Blue sky after snowstorm

I’ve lived in New England long enough to notice that the day after a snowstorm is often sunny. Yesterday while the snow fell, the sky was dishrag gray, but this morning the sky was blue and cloudless: crystalline.

Backyard after snowstorm

These clear blue days after snowstorms always feel like a kind of consolation: Mother Nature’s way of apologizing. After you’ve hunkered down through the throes of a storm, you’ll be rewarded the morning after with perfect weather for digging out. Even if the day after a snowstorm is cold, the sun quickly gets down to the business of melting, so if you’re diligent about clearing most of the snow from your car, sidewalks, and other surfaces, the sun will take care of the rest.

Yesterday’s snow was wet and heavy, so today our neighborhood is dotted with downed branches and an occasional toppled tree. Wet and heavy snow is the most likely to take down power lines, but we weathered the storm without losing power.
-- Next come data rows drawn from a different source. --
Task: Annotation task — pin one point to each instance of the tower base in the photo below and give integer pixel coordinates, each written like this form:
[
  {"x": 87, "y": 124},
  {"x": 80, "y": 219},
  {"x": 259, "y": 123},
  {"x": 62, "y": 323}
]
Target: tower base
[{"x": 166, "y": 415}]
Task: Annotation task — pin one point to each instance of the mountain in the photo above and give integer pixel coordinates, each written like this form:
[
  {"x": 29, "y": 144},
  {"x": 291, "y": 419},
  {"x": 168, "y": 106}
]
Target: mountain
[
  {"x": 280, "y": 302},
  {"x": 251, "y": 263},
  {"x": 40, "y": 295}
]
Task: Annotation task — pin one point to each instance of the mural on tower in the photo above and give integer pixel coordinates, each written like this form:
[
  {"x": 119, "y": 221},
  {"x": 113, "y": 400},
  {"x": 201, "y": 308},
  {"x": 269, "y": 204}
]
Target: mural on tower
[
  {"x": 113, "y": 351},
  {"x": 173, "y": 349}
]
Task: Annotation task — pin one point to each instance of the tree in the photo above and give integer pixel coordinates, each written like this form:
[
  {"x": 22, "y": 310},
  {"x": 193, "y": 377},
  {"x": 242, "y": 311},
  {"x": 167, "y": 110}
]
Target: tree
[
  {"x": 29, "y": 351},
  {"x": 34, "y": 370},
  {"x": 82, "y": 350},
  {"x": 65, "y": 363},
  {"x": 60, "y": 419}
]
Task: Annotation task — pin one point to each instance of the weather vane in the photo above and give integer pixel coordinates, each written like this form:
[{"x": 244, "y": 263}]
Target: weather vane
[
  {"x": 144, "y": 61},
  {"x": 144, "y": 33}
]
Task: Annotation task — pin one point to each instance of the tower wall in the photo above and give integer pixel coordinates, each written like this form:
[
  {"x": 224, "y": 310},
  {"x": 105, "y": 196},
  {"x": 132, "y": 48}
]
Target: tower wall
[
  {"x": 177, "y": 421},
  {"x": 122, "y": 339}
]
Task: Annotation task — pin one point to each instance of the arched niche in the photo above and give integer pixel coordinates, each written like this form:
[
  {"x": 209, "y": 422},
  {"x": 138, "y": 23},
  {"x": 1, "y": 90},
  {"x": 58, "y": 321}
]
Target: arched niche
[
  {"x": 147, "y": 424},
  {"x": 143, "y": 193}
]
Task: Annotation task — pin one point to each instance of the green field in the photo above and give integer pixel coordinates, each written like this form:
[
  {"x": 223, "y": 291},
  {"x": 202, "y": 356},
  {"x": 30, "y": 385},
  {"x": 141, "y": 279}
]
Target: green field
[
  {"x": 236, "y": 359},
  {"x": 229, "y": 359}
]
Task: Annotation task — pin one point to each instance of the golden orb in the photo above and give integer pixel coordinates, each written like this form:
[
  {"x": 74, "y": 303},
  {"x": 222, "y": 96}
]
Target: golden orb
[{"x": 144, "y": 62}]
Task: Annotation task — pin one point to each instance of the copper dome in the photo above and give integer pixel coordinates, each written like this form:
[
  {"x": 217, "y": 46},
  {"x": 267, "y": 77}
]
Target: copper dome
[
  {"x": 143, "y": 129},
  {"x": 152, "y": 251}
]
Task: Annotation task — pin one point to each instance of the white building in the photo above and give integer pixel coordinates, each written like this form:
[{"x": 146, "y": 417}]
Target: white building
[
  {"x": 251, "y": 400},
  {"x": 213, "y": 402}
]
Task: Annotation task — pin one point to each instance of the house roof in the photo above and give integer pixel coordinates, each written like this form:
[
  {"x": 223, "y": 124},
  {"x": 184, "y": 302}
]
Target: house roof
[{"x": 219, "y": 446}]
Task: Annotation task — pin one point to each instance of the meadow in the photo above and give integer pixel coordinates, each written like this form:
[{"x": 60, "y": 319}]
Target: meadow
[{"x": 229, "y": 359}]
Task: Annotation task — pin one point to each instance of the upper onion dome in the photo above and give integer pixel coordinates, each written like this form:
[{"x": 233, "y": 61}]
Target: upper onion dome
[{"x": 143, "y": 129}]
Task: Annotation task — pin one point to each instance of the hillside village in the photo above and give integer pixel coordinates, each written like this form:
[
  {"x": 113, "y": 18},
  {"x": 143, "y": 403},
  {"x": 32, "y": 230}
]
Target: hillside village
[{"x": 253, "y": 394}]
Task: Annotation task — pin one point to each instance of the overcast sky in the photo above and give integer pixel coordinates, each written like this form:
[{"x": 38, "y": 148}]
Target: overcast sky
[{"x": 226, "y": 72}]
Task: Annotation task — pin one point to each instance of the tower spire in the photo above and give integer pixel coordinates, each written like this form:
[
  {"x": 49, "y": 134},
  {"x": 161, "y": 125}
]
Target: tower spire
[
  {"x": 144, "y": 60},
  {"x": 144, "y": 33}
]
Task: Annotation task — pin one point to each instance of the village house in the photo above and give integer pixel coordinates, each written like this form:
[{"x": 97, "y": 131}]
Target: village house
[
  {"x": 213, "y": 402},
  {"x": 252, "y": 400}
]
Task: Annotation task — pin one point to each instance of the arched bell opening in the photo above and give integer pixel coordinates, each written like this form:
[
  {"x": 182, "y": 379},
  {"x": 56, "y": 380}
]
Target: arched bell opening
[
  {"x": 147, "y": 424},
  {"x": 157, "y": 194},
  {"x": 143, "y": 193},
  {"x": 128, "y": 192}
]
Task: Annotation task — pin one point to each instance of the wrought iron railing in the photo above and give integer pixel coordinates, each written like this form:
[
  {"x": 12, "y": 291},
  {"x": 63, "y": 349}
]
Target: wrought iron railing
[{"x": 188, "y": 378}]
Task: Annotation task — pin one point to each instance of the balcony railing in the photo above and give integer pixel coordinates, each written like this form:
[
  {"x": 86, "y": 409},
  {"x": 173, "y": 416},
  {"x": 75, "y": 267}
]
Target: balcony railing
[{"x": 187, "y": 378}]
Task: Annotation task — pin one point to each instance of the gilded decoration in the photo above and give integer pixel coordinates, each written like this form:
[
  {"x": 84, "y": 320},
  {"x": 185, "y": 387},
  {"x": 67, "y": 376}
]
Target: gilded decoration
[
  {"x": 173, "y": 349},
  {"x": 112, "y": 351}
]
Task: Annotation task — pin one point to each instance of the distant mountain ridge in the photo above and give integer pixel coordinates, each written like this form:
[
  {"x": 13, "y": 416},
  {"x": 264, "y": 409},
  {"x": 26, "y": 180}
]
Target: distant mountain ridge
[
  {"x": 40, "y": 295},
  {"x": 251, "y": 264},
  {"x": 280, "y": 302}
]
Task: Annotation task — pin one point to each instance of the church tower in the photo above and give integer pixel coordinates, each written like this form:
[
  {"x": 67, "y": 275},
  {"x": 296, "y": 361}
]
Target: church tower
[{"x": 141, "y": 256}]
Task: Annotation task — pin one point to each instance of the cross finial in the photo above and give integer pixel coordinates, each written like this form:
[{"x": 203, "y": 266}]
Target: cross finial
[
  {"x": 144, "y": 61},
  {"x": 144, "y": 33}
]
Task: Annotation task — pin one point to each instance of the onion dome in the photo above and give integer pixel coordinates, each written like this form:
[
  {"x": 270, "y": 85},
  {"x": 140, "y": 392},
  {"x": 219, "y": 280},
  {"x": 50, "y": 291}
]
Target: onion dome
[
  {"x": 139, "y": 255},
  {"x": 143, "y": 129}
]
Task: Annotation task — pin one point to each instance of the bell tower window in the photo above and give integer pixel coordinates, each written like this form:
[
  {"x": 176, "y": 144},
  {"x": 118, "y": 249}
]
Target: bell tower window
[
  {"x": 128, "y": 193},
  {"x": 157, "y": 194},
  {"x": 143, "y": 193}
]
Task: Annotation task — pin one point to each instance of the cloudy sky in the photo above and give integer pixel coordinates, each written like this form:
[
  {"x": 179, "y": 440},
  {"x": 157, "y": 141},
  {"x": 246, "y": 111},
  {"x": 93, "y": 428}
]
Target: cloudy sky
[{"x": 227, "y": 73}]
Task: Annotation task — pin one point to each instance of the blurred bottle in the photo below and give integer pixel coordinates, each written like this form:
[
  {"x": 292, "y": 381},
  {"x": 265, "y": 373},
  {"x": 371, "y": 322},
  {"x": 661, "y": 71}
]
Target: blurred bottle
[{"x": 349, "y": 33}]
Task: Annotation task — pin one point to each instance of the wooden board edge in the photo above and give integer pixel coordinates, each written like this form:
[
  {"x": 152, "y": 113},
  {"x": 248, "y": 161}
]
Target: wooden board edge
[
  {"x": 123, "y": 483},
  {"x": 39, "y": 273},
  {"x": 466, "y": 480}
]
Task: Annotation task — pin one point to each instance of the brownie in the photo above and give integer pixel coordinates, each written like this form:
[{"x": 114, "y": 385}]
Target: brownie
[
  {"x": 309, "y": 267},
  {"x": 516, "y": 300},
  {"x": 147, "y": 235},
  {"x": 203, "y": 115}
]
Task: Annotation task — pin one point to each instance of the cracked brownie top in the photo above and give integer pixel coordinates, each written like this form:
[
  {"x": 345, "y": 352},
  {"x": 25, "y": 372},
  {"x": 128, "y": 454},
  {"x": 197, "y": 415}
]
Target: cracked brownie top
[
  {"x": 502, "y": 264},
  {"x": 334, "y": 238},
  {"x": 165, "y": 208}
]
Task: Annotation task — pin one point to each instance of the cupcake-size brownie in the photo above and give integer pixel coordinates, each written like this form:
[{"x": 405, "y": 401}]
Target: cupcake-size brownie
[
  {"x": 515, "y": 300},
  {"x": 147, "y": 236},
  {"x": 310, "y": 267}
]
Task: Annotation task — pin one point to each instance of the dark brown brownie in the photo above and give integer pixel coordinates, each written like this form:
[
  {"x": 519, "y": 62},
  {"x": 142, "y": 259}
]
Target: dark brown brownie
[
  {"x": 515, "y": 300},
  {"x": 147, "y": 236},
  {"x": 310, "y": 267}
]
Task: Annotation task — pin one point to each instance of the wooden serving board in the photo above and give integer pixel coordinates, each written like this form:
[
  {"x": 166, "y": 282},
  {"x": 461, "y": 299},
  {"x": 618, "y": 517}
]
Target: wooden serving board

Today the trees around our house were particularly picturesque, with each twig highlighted with a bold stroke of white. Soon enough, the snow will fall from the trees and grow dirty underfoot, but today, our neighborhood looked like it had been slathered with a thick layer of white frosting.

Frosted

This winter has been remarkably mild, so it’s almost a relief to have a bit of snow on the ground to brighten an otherwise drab winter landscape. A fresh blanket of snow is like a fresh coat of paint that reflects and magnifies the sunlight so many of us crave. A bleak winter landscape without snow looks stark and naked, but a layer of snow brightens everything it touches.

Snow to go - March 9 / Day 68

We ended up getting 16 inches of snow in our latest storm, but I don’t think it will stay around for long. On Friday afternoon, after the flakes stopped falling, J and I kicked into our usual snow-removal drill, with J plying the snow-blower and roof rake while I shook snow from buried shrubs and trees, cleaned off my car, and shoveled the entrance to our backyard dog pen.

Snow-sculpted

It’s a routine J and I have perfected after a series of big snowfalls, and after about two hours of work, we both were sopped with snow and sweat, with the reward of a clean driveway, clear sidewalks, and trees and shrubs that were standing upright rather than bent double under heavy snow. We’ve learned that the sun often shines bright after big snowstorms, so the sooner you can dig out, the sooner the sun will finish the job for you, melting away the remnants of snow you left behind.

Drive to the basket

Late Saturday morning, J and I parked our car in Newton Centre then walked the rest of the way to Boston College, where we had tickets for the last men’s basketball game of the season. The sidewalks on Beacon Street were un-shoveled for most of the way (as they had been after last month’s blizzard), forcing us to walk the edge of the berm/bike lane while cars zoomed past. The basketball game was a thrillingly close, come-from-behind victory, and by the time we walked back to Newton Centre, the city had plowed the sidewalks on Beacon Street–our tax dollars at work–and in places where the sidewalks had been plowed bare, they’d already baked dry in the March sun.

By the time we got home, our backyard Gorby, who had been buried the day before…

Buried again

….was already bareheaded in the sun.

After the snowstorm

I don’t think we’ll be ready for snowdrops and sandals by March 13, as we were last year…but a ten-day forecast filled with daytime temperatures above freezing means we won’t be blanketed in snow for long. In March, we take our snow to go.